#scurf94: sticky dog days this summer season
how do you feel being stuck in a traffic for more than two hours? your vehicle dragging itself barely at a speed of 15-20 kmph. the stasis of the world forming a huge nebula of heat and dissatisfaction around you. the food you ate three days ago curdling at the pit of your stomach. each time you take a sip of water the food races back up, threatening to shoot itself out of your mouth. then your vehicle crawls further up by about five steps.
another halt.
you wait for the traffic to clear, and in that wait you feel as if you have spent the last five years of life doing just that. you wait for the food to crawl its way back to the pit of your stomach.
the food caught in your throat, the sip of water floating inside your empty stomach, the insides of your head swarming with a hum you have by now come to call a background score, the heat inside which your body swims becoming one with your being.
what-do-you-do-now?
you want to abandon your vehicle in the middle of the traffic and run away to nowhere in particular. but doing that would cause you skin burns, financial loss and probably the vomit will show itself out. with all the nearby vehicles blasting their air conditioners you will feel a heat that is so suddenly immense that your body will want to self-combust into a pool of cool ash.
so, you decide to walk yourself and your tired body to a nearby cool oasis, a tree shelter, or an air conditioned restaurant.
it is surreal. every time you walk by a store and the doors slide open it's like an arctic blast in the middle of a desert.
you look for a pedestrian route, some place where the ac blast wouldn't hit you. but it's there too. you take the turn down the road and see a cafe at a distance, still out of nowhere a massive store ambushes you. an air con blast hits you as you try to walk the pedestrians route. shielding your body. every year, year after year, you feel like the entire country has been put under a dome with the humid heat on full power. and even though it is all human made, it doesn't smell like that.
it smells like hard, hot metal layered with that weird rubber melting smell from so many cars just standing and melting in the blazing heat. the opposite of how it smells inside your air conditioned personal vehicle -- like metal peppered with that weird ozone smell from power going through all those electric cords.
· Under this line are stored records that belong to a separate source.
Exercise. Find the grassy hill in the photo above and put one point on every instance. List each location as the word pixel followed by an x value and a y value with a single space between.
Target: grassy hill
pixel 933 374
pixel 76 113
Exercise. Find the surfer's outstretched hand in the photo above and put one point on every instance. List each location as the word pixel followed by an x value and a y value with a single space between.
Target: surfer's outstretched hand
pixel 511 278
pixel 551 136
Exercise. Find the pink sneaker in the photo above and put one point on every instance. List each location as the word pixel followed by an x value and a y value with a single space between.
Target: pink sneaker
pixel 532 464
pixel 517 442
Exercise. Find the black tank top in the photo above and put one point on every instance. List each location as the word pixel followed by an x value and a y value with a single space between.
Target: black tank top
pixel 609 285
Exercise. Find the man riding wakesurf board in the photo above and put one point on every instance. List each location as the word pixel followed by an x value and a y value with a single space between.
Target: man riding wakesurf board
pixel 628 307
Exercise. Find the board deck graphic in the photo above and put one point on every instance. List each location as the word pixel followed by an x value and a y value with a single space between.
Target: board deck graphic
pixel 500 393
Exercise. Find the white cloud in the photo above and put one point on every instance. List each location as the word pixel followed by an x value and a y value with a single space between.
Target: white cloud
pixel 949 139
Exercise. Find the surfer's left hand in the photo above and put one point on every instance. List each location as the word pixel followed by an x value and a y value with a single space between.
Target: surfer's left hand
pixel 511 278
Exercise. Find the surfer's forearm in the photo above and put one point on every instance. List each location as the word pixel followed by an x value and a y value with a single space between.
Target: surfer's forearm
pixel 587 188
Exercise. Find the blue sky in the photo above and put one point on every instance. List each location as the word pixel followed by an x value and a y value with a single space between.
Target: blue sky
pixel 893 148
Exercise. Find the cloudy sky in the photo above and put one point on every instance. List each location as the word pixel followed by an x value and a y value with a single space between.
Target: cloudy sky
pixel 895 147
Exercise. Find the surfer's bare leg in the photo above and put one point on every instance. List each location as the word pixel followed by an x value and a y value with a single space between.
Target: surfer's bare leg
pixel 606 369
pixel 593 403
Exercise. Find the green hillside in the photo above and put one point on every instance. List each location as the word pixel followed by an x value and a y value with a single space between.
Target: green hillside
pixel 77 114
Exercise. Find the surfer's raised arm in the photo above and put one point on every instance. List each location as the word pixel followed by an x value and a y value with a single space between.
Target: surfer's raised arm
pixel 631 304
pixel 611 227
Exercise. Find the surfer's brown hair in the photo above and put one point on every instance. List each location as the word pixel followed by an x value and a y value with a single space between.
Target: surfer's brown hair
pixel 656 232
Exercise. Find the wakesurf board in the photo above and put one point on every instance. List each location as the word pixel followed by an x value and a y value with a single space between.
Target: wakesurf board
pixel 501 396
you joke to friends that this is the great melt, and that people go to hell from here. and that you cannot blame the people who live in this kind of brutal heat. that their anger and barbarism is somewhat understandable if not justified. weather is supposed to be impersonal, but this heat feels personal. hitting you. "the great melt" you text a friend, after which you stop texting with friends. even being near gadgets irks you. the heat is emblazoning, all encompassing, dissolving everything in its wake. you feel menatlly, physically and spitirually removed from the place and time and motion of existence.
for over a fortnight now you are desperate for the monsoon-creased darkness of the mountains, the storm-blotted windows, the distance swallowed out of sight. two or maybe three hours after waking up, you start to feel entirely knackered despite a stolen nap here and there. tired in the legs and the head and the heart. hoping against hope that the plate of icecream you plan on having after lunch will be poultice enough.
you have many, many chores to affix to many, many empty hours ahead. just thinking this tires you out. you stand by the fridge door, looking agape, astonished and tired, your senses searching for anything, just that one thing that could spur you on. you console yourself, you've braved tremendous sickness through your life, this is nothing. but then you search for your phone again, refreshing the weather app for the millionth time. the hornet swarm of fear snakes round your heart, the sweet hour of salvation when it was supposed to drip in the Capital has further moved on by an hour. this is not the first time this is happening. you have been watching the weather for a week now. and it is so often almost in reach, the monsoon, but again and again keeps dragging itself forward. your fear overwhelms and underlines every single second of your existence. you know no releif from this thunderous monstrous heat. your head spins, a dull ache runs through your knees from doing too much sitting around. your phone slips out of your grip and falls on the laptop. the screen a blinkering nothing, zigging zagging, your words all lost. well, almost lost, until you unearth them from the cervices of the unforgiving draft zones, and then push send.